Ces mots résonnent de douleur. « Je vous avais conseillés sincèrement » — Salih les aimait. Il avait essayé de les sauver. Mais ils avaient choisi l’orgueil plutôt que la guidance, et maintenant il ne restait rien d’eux.
🏔️ Al-Hijr : un lieu d’avertissement
Le lieu où vivaient les Thamud, Al-Hijr (aussi appelé Mada’in Salih), existe encore aujourd’hui. Leurs maisons taillées dans la roche sont toujours debout — des tombeaux vides témoignant de la puissance d’Allah et de la vanité de l’orgueil humain.
Le Prophète Muhammad ﷺ, lors de son passage près de ces ruines en route vers Tabuk, ordonna à ses compagnons de ne pas y entrer sauf en pleurant, de peur d’être touchés par ce qui les avait touchés :
« N’entrez pas dans les demeures de ceux qui se sont fait du tort à eux-mêmes, sauf en pleurant, de crainte que ne vous atteigne ce qui les a atteints. »
— Sahih al-Bukhari, n°3380
📖 Leçons à retenir
1. Demander un signe puis le rejeter est la pire des ingratitudes
Les Thamud exigèrent un miracle. Allah leur donna une chamelle vivante, sortie de la roche. Ils la tuèrent. Quand Allah répond à une demande de preuve et que l’homme refuse quand même, il n’a plus aucune excuse.
2. Le silence face à l’injustice est une complicité
Un seul homme tua la chamelle, mais le Coran rend tout le peuple responsable : « Ils la tuèrent. » Quand une société laisse le mal se commettre sans réagir, elle en partage la responsabilité.
3. Ne pas suivre les corrupteurs
Le Coran décrit le tueur de la chamelle comme « le plus misérable d’entre eux ». Les Thamud le suivirent au lieu d’écouter Salih.
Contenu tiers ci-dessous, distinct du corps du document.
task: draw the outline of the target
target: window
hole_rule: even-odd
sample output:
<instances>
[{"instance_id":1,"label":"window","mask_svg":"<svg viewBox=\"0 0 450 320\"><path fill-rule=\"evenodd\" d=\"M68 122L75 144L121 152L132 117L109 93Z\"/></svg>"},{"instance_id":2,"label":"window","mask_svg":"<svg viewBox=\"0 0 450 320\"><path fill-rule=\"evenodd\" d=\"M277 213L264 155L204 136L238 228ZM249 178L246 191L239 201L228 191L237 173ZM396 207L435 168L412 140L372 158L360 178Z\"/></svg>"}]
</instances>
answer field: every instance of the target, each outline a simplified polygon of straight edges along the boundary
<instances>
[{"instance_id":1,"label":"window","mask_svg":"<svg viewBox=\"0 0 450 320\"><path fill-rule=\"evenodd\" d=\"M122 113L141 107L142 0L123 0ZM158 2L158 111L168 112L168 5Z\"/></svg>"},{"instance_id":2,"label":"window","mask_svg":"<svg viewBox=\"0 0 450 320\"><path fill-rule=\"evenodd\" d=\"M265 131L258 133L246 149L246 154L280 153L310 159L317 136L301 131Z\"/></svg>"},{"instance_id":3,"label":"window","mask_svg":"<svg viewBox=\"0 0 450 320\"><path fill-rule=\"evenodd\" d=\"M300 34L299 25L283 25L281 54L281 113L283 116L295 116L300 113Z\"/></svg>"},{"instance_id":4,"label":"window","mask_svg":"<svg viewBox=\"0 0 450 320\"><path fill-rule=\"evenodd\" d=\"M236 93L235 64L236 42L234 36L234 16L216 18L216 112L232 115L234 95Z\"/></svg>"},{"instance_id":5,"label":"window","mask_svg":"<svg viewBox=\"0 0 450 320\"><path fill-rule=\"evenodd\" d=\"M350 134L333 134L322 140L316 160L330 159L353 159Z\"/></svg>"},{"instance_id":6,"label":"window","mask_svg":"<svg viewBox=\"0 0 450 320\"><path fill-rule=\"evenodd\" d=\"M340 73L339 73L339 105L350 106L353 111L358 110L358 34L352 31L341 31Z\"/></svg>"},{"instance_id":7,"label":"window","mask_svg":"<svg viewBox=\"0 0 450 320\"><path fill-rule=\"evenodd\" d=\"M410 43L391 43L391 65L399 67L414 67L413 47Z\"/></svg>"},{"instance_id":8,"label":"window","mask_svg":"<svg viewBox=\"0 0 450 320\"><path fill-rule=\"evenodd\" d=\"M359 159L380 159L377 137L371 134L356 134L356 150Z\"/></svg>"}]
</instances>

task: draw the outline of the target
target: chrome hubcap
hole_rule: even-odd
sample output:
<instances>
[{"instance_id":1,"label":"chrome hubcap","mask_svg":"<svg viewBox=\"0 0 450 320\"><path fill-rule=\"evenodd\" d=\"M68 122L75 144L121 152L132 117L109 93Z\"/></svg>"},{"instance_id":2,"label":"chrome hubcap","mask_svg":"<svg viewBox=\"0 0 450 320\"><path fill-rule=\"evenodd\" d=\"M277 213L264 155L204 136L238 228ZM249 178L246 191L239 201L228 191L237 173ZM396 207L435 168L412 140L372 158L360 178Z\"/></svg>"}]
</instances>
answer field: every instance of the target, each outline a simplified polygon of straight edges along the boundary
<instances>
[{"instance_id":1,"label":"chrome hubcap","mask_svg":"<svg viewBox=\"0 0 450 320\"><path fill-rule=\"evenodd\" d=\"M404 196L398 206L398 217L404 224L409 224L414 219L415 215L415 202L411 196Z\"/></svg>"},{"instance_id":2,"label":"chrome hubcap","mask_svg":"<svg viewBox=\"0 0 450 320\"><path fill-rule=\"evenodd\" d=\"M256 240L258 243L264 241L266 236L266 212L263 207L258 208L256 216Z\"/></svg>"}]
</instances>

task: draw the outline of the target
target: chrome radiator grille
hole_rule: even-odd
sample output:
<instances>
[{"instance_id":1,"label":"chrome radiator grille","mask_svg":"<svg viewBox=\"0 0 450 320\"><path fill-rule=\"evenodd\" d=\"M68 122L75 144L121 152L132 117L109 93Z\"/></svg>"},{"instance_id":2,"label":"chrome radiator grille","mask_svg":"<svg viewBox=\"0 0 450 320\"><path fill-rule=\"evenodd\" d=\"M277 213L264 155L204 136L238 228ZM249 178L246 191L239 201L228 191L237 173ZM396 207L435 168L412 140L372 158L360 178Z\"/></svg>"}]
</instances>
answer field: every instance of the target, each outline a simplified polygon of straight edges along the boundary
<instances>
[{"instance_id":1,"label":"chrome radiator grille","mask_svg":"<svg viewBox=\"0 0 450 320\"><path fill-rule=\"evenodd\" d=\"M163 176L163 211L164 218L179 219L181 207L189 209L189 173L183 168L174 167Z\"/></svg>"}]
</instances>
La majorité n’a pas toujours raison — ce qui compte, c’est de suivre la vérité, même si le chemin est solitaire.
4. La puissance matérielle est éphémère
Des palais sculptés dans la roche, des constructions indestructibles — tout cela n’a servi à rien devant le décret d’Allah. Les bâtiments sont toujours debout, mais leurs habitants ont disparu. La vraie sécurité n’est pas dans la pierre, elle est dans la foi.
5. Les prophètes aiment leur peuple sincèrement
La tristesse de Salih après la destruction de son peuple montre que les prophètes ne sont pas des juges froids. Ils sont des conseillers qui veulent le bien de leur peuple. Leur message est un acte d’amour, pas une menace gratuite.